# Where did you buy your Uggs



## Twinmummie (Jun 7, 2003)

Trying to buy some new uggs (brought some last time whil on holibob in America)but not sure where to order from. Afraid I would get clobbered by customs as well  
Where did you buy your uggs from as there are so many fakes on the market atm x


----------



## Lorna (Apr 8, 2004)

Never heard of Ugg boots, but there is a UK web site
http://www.ukuggboots.co.uk/

If you do order from outside the EU, in theory anything over 18 pounds attracts import duty. Import duty is OK, what kills you, is the 10 to 20 pound that each carrier charges for collecting the import duty. So on top of a 110 pound order, I paid 34 pounds extra, most of which was the carrier collection charge!

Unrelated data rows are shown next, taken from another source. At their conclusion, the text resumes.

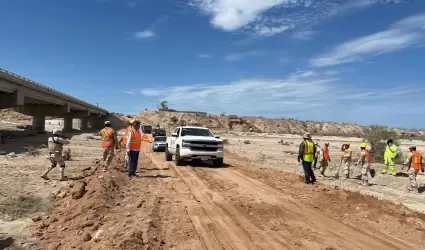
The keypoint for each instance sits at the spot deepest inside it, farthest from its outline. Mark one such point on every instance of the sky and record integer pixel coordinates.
(354, 61)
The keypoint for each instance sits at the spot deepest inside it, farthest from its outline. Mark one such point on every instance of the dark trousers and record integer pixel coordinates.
(134, 160)
(308, 173)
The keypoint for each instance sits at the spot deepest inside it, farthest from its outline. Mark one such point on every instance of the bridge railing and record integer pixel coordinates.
(63, 95)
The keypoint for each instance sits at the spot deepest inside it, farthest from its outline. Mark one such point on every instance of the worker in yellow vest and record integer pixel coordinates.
(306, 154)
(133, 144)
(346, 158)
(109, 143)
(414, 164)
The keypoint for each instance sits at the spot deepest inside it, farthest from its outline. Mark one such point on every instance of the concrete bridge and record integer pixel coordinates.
(36, 100)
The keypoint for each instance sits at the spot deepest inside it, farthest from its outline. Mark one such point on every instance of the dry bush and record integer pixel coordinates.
(376, 136)
(22, 206)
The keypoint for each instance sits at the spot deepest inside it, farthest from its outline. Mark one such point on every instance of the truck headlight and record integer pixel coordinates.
(185, 144)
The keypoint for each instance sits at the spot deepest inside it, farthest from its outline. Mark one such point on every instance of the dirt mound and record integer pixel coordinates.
(88, 215)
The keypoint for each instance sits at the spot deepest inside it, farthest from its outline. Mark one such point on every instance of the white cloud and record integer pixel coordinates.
(303, 35)
(204, 56)
(151, 92)
(401, 35)
(128, 92)
(241, 56)
(144, 34)
(304, 94)
(270, 17)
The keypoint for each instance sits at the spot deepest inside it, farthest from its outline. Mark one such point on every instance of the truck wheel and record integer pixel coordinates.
(168, 156)
(218, 162)
(178, 161)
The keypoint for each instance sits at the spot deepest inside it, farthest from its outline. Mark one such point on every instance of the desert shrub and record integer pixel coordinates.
(376, 136)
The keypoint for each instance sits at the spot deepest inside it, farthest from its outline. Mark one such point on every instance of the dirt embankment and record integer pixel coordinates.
(239, 206)
(226, 123)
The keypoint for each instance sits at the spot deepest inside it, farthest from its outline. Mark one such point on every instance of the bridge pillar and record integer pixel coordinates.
(67, 123)
(38, 124)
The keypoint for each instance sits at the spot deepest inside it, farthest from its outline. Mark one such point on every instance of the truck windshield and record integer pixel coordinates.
(195, 132)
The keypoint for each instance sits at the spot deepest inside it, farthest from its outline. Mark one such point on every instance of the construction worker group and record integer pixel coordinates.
(311, 153)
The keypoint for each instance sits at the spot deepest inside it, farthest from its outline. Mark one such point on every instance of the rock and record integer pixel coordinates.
(86, 237)
(78, 190)
(98, 235)
(36, 218)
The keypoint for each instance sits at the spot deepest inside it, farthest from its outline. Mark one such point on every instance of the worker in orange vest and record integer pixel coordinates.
(109, 143)
(134, 142)
(414, 164)
(325, 159)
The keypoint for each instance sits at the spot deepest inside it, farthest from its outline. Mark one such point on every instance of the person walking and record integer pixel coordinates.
(55, 145)
(325, 159)
(317, 155)
(414, 164)
(365, 161)
(134, 142)
(391, 153)
(346, 158)
(306, 156)
(109, 143)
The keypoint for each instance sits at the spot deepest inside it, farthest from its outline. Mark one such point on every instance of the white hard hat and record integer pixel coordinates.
(57, 131)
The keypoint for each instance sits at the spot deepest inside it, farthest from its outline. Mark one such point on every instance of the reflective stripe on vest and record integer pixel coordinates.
(124, 141)
(107, 137)
(417, 160)
(136, 139)
(308, 151)
(367, 153)
(326, 153)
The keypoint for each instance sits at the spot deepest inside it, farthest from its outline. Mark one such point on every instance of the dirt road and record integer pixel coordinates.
(238, 206)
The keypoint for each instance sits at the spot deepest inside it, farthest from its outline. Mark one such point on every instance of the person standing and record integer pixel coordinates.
(365, 161)
(414, 164)
(109, 143)
(317, 155)
(325, 159)
(346, 158)
(306, 156)
(389, 157)
(55, 145)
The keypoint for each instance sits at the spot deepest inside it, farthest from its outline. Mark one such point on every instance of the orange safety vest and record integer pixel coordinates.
(326, 153)
(367, 153)
(124, 140)
(107, 137)
(417, 160)
(136, 139)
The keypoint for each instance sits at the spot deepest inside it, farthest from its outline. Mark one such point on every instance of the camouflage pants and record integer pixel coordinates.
(57, 158)
(347, 167)
(412, 178)
(365, 171)
(323, 165)
(108, 155)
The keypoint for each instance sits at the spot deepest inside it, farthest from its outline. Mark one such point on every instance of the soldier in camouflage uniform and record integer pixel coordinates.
(55, 145)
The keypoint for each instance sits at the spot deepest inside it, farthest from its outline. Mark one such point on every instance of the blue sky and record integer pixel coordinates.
(336, 60)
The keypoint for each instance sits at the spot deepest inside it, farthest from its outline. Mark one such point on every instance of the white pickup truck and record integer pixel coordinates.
(194, 143)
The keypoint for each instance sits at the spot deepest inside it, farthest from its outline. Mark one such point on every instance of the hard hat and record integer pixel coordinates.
(307, 135)
(57, 131)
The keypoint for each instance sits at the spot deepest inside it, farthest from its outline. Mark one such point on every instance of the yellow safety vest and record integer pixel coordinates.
(308, 151)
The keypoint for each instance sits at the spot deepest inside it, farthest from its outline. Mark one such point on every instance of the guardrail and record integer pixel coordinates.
(58, 93)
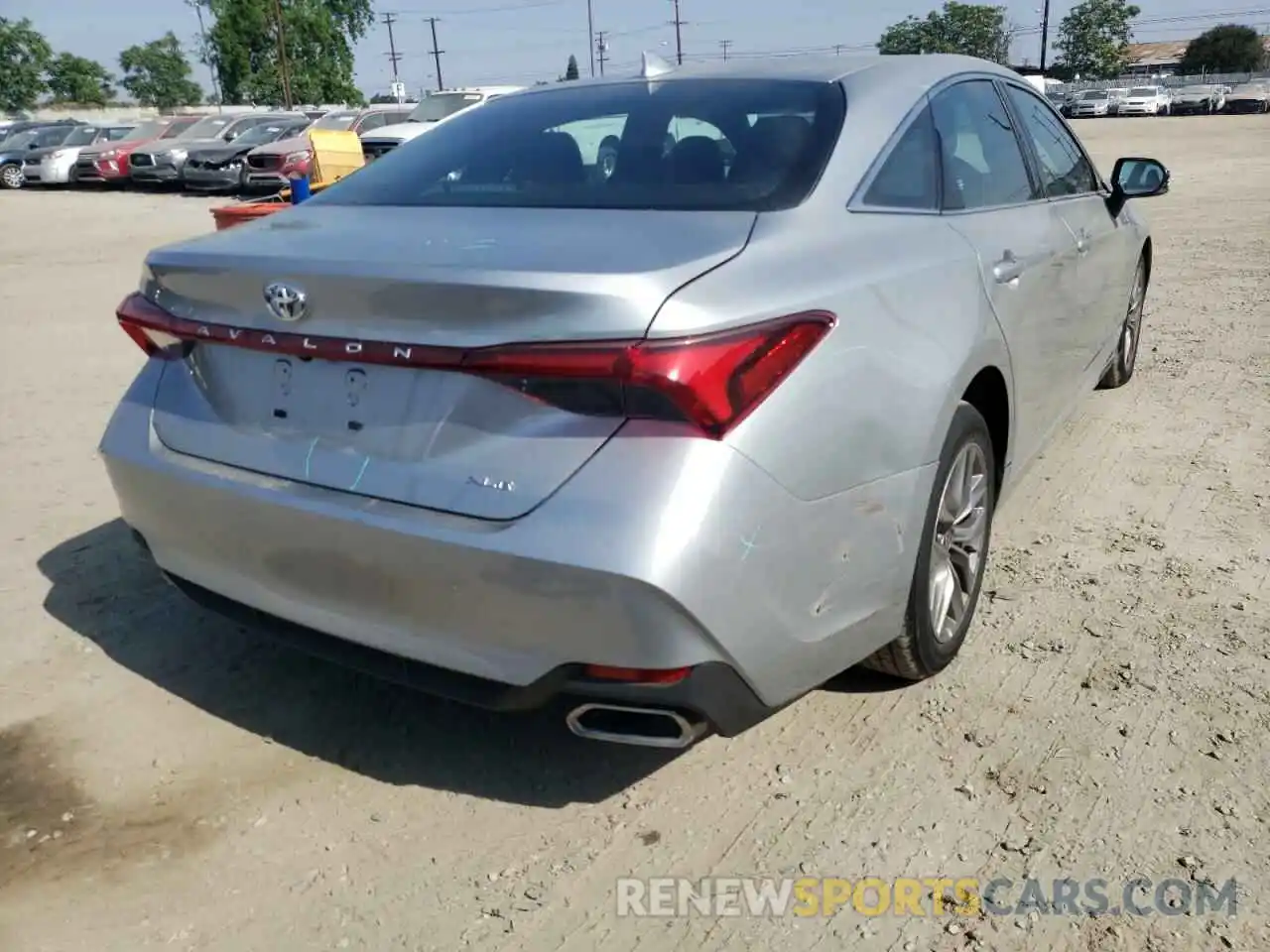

For me, still cheaper to order from Canada, than buy stuff in the UK, though!

Lorna

/links


----------



## poppy05 (Apr 10, 2006)

House of fraser sell ugg boots x x


----------



## *~Nic~* (Aug 1, 2005)

Freespirit have them in their sale at the moment - not sure if you can buy online but seen them instore


----------



## dancingqueen (Jan 12, 2006)

they sell them in Schuh, im thinking of buying them but the price makes me think twice lol.I bought a pair of boots, look but uggs but are cheapos out of Next, halfprice in sale but i want the real uggs, i thought i will buy the cheapos and see how often i wear them but its not the same lol


----------